A promissory note is executed on the date it is signed, regardless of the date appearing on the face of the document, the North Carolina Court of Appeals has unanimously ruled in a case of first impression. The court reversed a trial court’s ruling that a Charlotte man’s demand for payment of a promissory note signed in 2009 was barred by the statute of limitations. 

In 2006 and 2007 Robert Pedlow made several loans to a business partner, Timothy Kornegay, and in 2008, they sought to memorialize the loans in a promissory note. After several months of negotiations, they agreed that the amount owed was $84,000, and in July 2008, Pedlow’s attorney emailed a promissory note to Kornegay and requested his signature. Several more months of wrangling over the amount of the debt ensued before Kornegay ultimately signed the note in July 2009. But apparently as the result of an oversight, the note was still dated July 30, 2008. 

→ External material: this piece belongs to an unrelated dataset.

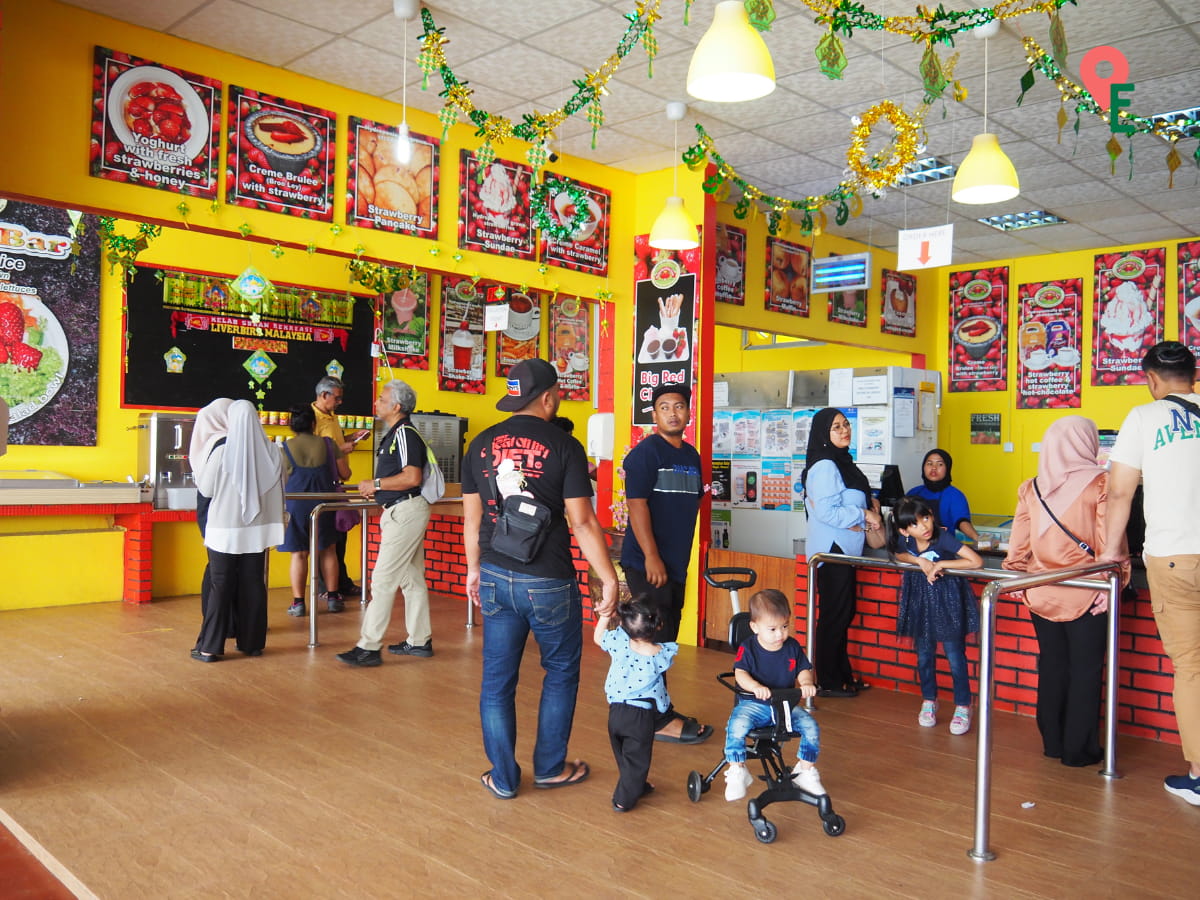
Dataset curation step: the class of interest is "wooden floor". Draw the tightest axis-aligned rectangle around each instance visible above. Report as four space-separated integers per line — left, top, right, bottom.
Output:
0 592 1200 900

Kornegay made no payments against the principle or interest on the loan, and in May 2019 Pedlow filed suit demanding payment of the entire balance of the promissory note. Kornegay moved for summary judgment, asserting a statute of limitations defense, and Mecklenburg County Superior Court Judge George C. Bell granted the motion. Pedlow appealed, and in a July 6 opinion, the Court of Appeals reversed and remanded. 

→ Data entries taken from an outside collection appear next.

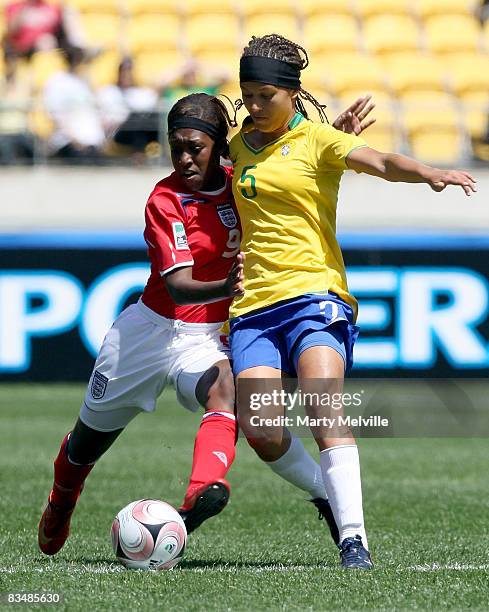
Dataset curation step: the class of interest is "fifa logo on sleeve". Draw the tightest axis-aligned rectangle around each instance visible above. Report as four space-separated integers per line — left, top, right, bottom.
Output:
281 144 290 157
90 370 109 399
172 221 189 251
217 204 238 228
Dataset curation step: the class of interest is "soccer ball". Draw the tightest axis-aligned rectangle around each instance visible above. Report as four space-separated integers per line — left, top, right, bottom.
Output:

The court’s first task was to decide what specific statute of limitations controlled. Kornegay argued that statute governing promissory notes in general should apply, but Judge Fred Gore, writing for the court, said that because the promissory note in question was executed under seal, it was subject to a ten-year statute of limitations, starting from the date that the note was executed. 

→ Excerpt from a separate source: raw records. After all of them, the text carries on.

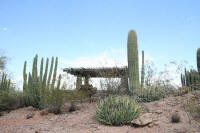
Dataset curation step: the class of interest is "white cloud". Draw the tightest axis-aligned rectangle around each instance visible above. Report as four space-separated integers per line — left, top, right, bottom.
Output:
2 27 8 32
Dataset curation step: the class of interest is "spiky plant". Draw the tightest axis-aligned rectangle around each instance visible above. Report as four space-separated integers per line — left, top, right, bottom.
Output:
96 96 141 126
23 55 62 108
127 30 139 92
197 48 200 74
141 51 144 88
0 73 11 91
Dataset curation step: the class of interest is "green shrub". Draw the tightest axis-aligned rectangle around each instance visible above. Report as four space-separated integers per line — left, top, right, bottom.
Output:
96 96 141 126
135 87 166 102
171 113 181 123
63 89 87 102
0 89 24 111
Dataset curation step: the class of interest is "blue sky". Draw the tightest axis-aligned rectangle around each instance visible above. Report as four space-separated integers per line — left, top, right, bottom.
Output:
0 0 200 88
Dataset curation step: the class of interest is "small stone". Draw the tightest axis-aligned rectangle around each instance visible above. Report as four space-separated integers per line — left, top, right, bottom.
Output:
40 109 49 116
26 113 35 119
131 113 156 127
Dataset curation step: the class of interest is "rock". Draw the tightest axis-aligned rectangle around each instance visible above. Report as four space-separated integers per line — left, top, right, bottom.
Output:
155 109 162 114
26 113 35 119
40 109 49 116
131 113 156 127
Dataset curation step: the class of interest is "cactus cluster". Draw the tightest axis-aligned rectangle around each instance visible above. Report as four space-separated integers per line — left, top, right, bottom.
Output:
127 30 144 92
23 55 61 108
0 73 11 90
181 48 200 87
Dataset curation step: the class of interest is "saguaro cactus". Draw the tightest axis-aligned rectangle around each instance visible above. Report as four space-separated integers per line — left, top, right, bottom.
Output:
197 48 200 74
127 30 139 92
0 73 11 90
141 51 144 89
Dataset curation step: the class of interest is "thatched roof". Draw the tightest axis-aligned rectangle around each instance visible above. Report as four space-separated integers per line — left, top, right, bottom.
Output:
63 67 127 78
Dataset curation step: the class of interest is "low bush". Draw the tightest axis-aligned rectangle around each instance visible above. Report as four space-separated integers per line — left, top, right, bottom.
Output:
171 113 181 123
134 87 167 102
96 96 141 126
184 91 200 122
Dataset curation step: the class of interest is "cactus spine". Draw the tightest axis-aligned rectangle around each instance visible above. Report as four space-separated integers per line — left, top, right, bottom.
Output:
197 48 200 74
127 30 139 92
141 51 144 89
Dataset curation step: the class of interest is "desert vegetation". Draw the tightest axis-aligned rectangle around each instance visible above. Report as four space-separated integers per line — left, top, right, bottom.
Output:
0 30 200 131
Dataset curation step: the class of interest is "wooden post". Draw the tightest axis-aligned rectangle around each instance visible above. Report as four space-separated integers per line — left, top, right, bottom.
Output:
76 75 82 89
85 75 90 85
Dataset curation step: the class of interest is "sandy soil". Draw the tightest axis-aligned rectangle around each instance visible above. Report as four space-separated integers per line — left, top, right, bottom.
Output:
0 93 200 133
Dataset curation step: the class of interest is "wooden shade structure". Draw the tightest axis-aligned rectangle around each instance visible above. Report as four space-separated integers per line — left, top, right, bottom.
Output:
63 67 127 78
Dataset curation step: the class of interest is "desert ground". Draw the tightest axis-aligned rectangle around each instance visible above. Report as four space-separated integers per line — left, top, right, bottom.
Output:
0 92 200 133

That left the question of deciding when the note was executed. The state’s statutes did not address the issue, and the state’s appellate courts had never previously considered it, so Gore looked to principles of law and equity to reach the conclusion that the statute of limitations began to run only once the promissory note had been signed. 

In this case, Kornegay admitted that a further dispute as to the amount owed arose between he and Pedlow in November 2008, and negotiations over the amount owed continued thereafter. That, Gore wrote, was evidence that Pedlow wouldn’t have been able to sue to enforce the promissory note as of July 2008 even if he wanted to, and the promissory note wasn’t finalized, and an action couldn’t have been brought on the note until the document was signed in July 2009.  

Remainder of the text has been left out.